これもアベノミクス効果なのか。長引くデフレ不況や震災による節約ムードで苦しんできた“外食の雄”に客足が戻ってきているという。日本フードサービス協会の調べで、売上高が4か月連続のプラスだったファミリーレストランである。

「この数年、外食といえば1か月に1〜2回。それもショッピングセンター内にあるフードコートで安いうどんや牛丼を食べる程度でしたが、最近は1週間に1度は家族3人でファミレスに出掛け、ビールと一緒に値の張るステーキを注文することもあります。食後にはデザートやコーヒーまで付けます」(会社員のAさん・40歳)

 Aさんがよく訪れるのは、「ステーキハウスフォルクス」(どん)や「カウボーイ家族」(ロイヤルグループ)といったステーキ・ハンバーグ専門のファミレスだ。いずれの店舗も肉厚のステーキを頬張れば、単品で2000円を超えることも珍しくない。だが、日曜の夕食時ともなると、いつも満席になるほどの混雑ぶりだという。
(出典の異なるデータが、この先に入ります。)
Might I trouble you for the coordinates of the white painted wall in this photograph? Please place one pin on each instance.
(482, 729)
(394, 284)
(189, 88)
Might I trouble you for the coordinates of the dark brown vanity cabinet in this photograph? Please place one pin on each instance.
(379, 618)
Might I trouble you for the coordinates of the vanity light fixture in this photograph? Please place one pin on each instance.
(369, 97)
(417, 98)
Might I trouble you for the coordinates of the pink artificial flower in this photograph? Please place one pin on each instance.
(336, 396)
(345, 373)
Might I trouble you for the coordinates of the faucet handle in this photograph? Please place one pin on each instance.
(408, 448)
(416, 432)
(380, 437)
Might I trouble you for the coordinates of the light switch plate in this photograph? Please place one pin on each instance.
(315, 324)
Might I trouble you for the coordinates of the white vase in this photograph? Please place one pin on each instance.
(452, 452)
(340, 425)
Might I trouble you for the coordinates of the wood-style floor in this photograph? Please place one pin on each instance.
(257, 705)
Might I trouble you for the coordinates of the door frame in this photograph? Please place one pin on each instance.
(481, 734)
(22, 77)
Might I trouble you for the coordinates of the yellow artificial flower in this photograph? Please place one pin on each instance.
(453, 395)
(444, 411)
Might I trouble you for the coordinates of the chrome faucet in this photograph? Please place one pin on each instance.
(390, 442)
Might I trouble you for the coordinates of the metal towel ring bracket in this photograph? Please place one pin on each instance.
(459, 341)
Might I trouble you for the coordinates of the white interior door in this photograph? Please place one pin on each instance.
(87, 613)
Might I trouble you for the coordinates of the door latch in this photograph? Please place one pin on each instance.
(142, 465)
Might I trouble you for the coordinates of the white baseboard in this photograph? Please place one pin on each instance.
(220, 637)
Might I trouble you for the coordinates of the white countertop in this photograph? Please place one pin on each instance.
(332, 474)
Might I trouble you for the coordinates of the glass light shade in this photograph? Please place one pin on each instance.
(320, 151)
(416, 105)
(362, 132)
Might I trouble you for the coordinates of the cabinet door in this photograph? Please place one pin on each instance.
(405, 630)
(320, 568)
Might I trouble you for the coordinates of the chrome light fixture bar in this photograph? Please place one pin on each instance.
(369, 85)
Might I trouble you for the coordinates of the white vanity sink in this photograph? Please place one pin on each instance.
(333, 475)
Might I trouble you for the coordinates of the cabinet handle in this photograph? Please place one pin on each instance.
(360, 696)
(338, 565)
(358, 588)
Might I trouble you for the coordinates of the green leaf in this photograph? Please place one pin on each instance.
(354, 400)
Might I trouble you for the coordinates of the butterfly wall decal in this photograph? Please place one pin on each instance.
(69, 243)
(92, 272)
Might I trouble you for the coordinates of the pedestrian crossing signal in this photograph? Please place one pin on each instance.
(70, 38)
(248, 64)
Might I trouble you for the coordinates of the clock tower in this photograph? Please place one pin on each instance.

「べつに私の給料は上がっていませんよ。何となく景気回復への期待から外出してもあちこちが賑わっていますよね。だから、つい外食でもして明るい気分に浸りたいなと思ってしまうんです」(Aさん)

 贅沢メニューの象徴であるステーキ。その他、肉料理の充実ぶりや専門店の台頭が景況感と重なってファミレスの人気を回復させている――といっても過言ではない。

 市場調査会社・富士経済によると、ファミレス全体の市場規模は2007年から前年割れを続け、1兆3602億円(2011年)にまで落ち込む中、ステーキ・ハンバーグ専門店はほぼ右肩上がりで売り上げを伸ばして1783億円まで成長。今年は2000億円を突破する見込みで、まさにファミレス復権のバロメーターになっている。

 首位をひた走るのは「びっくりドンキー」(アレフ)。客単価は1000円に届かないものの本拠地である北海道の食材を使ったアイスクリームやコーヒーなどサイドメニューを揃え、子連れのファミリー層にリピーターも多い。店舗数は327店、売上高は349億円(2012年3月期)を誇る。

 前出のフォルクスや、「けん」(エムグラントフードサービス)、「ステーキのあさくま」(あさくま)などは、サラダバー食べ放題スタイルが消費者に受け入れられている。

 日本フードアナリスト協会所属のフードアナリスト、重盛高雄氏がいう。

「単に高いステーキを食べたいというニーズを満たすだけでなく、サラダバーの設置で肉の美味しさと健康の両方を満たすことができます。また、自分のペースで好きな野菜を取ってゆっくり食べられるため、ファストフードとは違った豊かな時間消費ができることも人気を集めるきっかけになっています」

 こうした専門店に負けまいと、和・洋・中とあらゆるメニューを提供する従来型のファミレスも、ステーキメニューの強化で消費者の舌を満足させようと必死だ。

 昨年暮れには高価格帯の「ロイヤルホスト」(ロイヤルグループ)が米国中西部産の牛肉を熟成させたアンガスリブロースステーキ(1980円〜)を期間限定で販売したところ、店の予想を上回る注文数に驚いたという。また、「ココス」(ゼンショー系)や「デニーズ」(セブン&アイ・フードシステム)など標準価格帯のファミレスでも、安全で高品質な輸入牛をじっくり調理したステーキメニューのバリエーションを増やしている。

 商品カテゴリーによる業態転換、価格帯で棲み分けを図り、ようやく明るい兆しの見え出したファミレス。この勢いのまま景気回復の波に乗っていけるのか。

「サラリーマンの懐はまだ暖かくなっていませんが、1000円以上を出しても素材や味にこだわった料理を堪能したいという層は増えています。それだけ長らく続いたデフレ下で価格相応の美味しい料理に出会ってこなかった人が多いのでしょう。

 そこで肉汁がしたたり落ちるよう、こんもり盛ったステーキやハンバーグをジュージュー熱した鉄板で出すファミレスの“原体験”が改めて消費者に充実感を与えているのは確か。ただ、最終的にはやはりお客様の舌を喜ばせるメニュー開発がどれだけできるかの勝負になってくると思います」(前出・重盛氏)

 さて、肉の“熱さ”を保ったままファミレスの客単価が上がり続ければ、デフレ脱却も現実味を帯びてくるのだが。